Budgets that work are great but remember that situations change month to month and so should your budget plan.
We started the year knowing that our budget plan would change but now that our son has arrived we are starting to see just how much it must change. Not later, but now.
I’ve read how some people create a budget plan and that’s their financial bible for the entire year.
I’m not an investment reporter or a professional money manager nor do I invest on my own but what I do know is that putting what knowledge I do have financially to work for us WILL benefit us in the long run.
Creating a budget and reviewing your budget plan is like getting a return on investment. If you just leave it and hope it works out for you then you might as well put all your money in a washing machine and hope it comes out intact. Likely it won’t happen.
Little by little someone like that might find that they run out of money before the end of the month. Why? Situations change. If they don’t save receipts and document expenses rather they just fill numbers into a budget and blow the dust off once in a while they might find that their budget has expired. Meaning, it doesn’t work for them any more and likely hasn’t for months. It’s not until someone is deep in debt that they put the brakes on and wonder what has gone wrong.

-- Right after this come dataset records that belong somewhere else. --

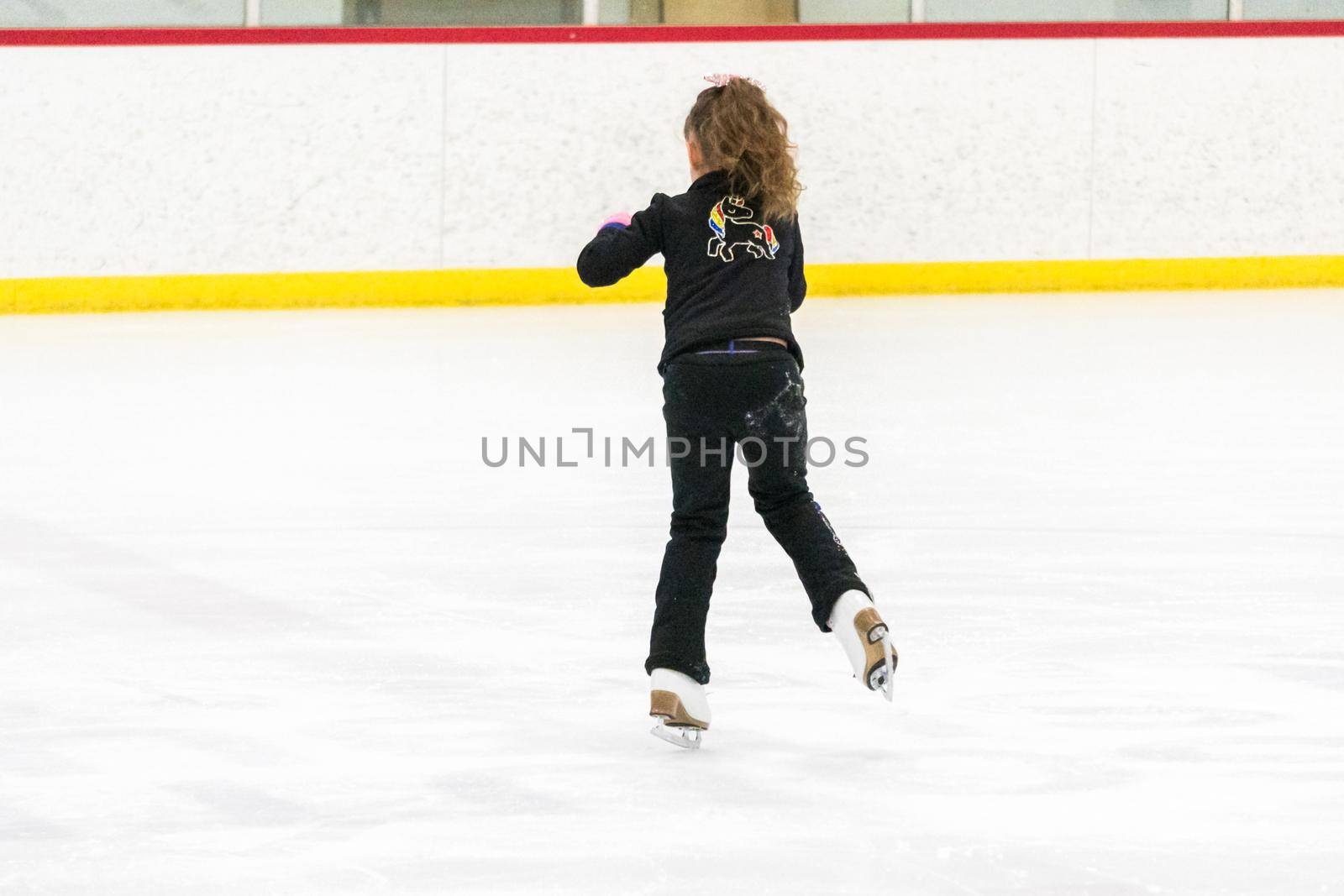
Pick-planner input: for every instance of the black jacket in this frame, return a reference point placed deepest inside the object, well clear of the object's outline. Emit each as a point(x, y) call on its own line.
point(729, 275)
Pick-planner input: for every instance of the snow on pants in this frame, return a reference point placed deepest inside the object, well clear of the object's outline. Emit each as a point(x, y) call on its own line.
point(714, 402)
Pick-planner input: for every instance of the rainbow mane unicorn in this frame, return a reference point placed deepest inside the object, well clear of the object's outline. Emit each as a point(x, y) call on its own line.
point(730, 219)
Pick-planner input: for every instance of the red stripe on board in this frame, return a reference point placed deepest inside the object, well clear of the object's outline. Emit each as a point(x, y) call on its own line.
point(667, 34)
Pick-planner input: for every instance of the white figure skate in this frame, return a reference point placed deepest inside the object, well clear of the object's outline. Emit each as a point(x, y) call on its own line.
point(866, 641)
point(678, 701)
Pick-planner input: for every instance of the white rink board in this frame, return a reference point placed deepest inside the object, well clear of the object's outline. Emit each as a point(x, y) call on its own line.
point(262, 620)
point(139, 160)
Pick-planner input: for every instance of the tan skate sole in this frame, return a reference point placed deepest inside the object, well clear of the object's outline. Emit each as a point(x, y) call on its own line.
point(667, 705)
point(871, 631)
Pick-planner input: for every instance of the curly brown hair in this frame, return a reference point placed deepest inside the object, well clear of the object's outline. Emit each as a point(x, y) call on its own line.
point(739, 132)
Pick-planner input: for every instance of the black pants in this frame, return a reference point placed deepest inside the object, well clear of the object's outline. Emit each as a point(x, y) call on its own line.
point(712, 403)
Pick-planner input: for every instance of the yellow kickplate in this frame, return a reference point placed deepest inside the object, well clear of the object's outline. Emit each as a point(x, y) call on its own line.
point(561, 285)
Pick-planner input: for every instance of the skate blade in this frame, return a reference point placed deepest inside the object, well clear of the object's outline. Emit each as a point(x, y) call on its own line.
point(685, 738)
point(882, 678)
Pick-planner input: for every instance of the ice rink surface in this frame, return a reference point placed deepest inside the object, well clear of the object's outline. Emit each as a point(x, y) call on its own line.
point(270, 625)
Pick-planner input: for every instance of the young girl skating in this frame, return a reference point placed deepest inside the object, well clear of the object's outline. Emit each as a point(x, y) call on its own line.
point(732, 379)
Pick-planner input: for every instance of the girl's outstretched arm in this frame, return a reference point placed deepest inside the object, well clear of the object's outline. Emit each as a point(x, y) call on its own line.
point(797, 281)
point(618, 249)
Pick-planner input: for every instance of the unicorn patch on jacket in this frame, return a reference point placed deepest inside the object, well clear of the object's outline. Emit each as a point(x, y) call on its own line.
point(730, 219)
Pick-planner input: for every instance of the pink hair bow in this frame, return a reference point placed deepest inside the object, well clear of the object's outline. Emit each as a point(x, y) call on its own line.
point(721, 81)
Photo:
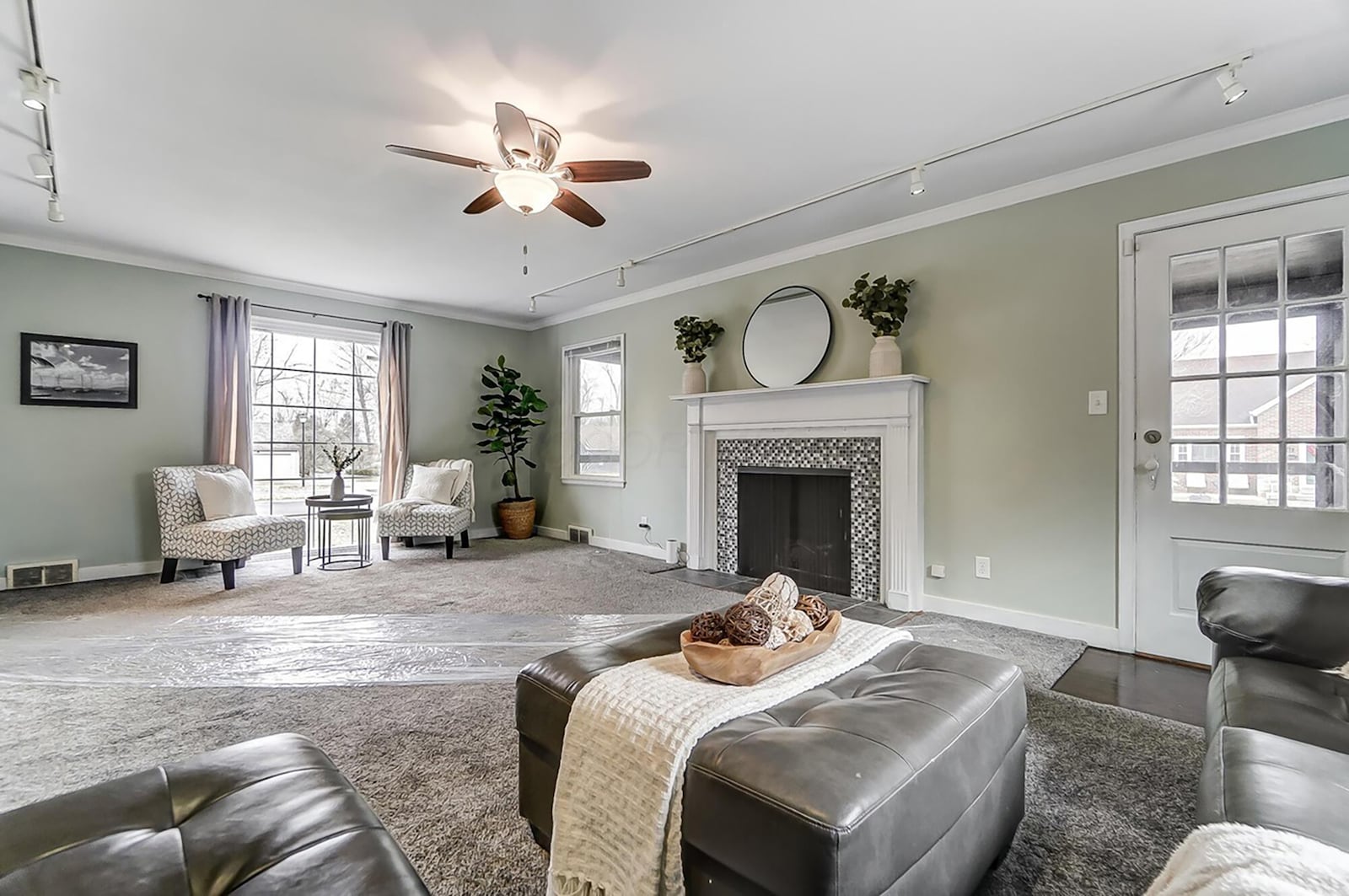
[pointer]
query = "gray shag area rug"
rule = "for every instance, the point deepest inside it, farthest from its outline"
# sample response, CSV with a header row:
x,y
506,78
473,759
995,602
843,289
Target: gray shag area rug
x,y
1110,792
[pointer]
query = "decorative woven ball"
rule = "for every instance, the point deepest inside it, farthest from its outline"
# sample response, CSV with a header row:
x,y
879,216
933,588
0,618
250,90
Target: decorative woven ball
x,y
798,625
772,604
707,626
748,624
814,610
784,587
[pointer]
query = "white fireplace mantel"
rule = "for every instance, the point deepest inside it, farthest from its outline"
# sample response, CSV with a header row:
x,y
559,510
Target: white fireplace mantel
x,y
889,408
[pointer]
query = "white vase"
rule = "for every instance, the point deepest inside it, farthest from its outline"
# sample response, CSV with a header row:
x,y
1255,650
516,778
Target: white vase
x,y
885,359
695,378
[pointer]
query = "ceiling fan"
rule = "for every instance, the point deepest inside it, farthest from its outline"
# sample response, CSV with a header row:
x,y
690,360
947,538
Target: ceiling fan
x,y
529,179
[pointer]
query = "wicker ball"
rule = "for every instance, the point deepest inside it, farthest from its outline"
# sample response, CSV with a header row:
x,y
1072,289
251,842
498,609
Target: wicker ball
x,y
748,624
784,587
798,625
773,602
814,610
707,626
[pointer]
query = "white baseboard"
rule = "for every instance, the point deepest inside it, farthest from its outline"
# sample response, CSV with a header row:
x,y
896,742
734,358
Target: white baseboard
x,y
1099,636
653,550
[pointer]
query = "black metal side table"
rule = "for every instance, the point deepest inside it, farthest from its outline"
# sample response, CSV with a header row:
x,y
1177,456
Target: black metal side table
x,y
316,505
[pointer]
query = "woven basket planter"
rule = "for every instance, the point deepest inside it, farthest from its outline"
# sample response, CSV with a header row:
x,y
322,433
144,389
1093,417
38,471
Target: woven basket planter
x,y
517,517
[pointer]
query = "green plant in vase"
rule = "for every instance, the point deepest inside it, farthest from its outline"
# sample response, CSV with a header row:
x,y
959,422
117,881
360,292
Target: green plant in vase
x,y
694,336
509,412
884,304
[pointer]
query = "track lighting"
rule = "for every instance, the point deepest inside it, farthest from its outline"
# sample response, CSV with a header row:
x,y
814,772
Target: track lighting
x,y
916,186
40,165
37,88
1232,88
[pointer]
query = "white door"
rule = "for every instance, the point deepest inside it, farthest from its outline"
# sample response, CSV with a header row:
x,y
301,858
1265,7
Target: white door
x,y
1240,359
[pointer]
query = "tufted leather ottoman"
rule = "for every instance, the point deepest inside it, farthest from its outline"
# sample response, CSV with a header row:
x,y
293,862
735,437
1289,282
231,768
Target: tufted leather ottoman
x,y
265,817
904,776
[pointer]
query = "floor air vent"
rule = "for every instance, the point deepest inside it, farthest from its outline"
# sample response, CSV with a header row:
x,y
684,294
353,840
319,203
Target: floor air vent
x,y
34,575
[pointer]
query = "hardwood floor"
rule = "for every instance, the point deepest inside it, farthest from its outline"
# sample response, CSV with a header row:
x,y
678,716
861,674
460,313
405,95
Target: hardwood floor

Before we put together a budget plan and designed the CBB excel budget spreadsheet we were one of those people although luckily we didn’t fall deep in debt. We didn’t even use a budget as we relied on watching to make sure our bank account stayed above a certain amount of money every month.
We knew that we were safe as long as there was money ready to be used up and whatever was left would be a make-shift emergency savings account.
Gosh… we used to believe this was perfectly fine. Considering we did spend less than we earned for those early married years we do pat ourselves on the back for not going deep into debt. That means we did have some form of financial discipline behind us.
It’s easier for some people not care and live in the moment with excuses as to why one has no time for a budget plan whether they have a good income or not. In the end it was us who had to live with the decisions we made financially over the years.
Your Budget Plan Needs You
I know that for some savers budgeting the way we used to is reassurance that they are actually putting effort into their financial future but that might not be enough. A budget is not meant to “set and forget” from the start of one year to the next.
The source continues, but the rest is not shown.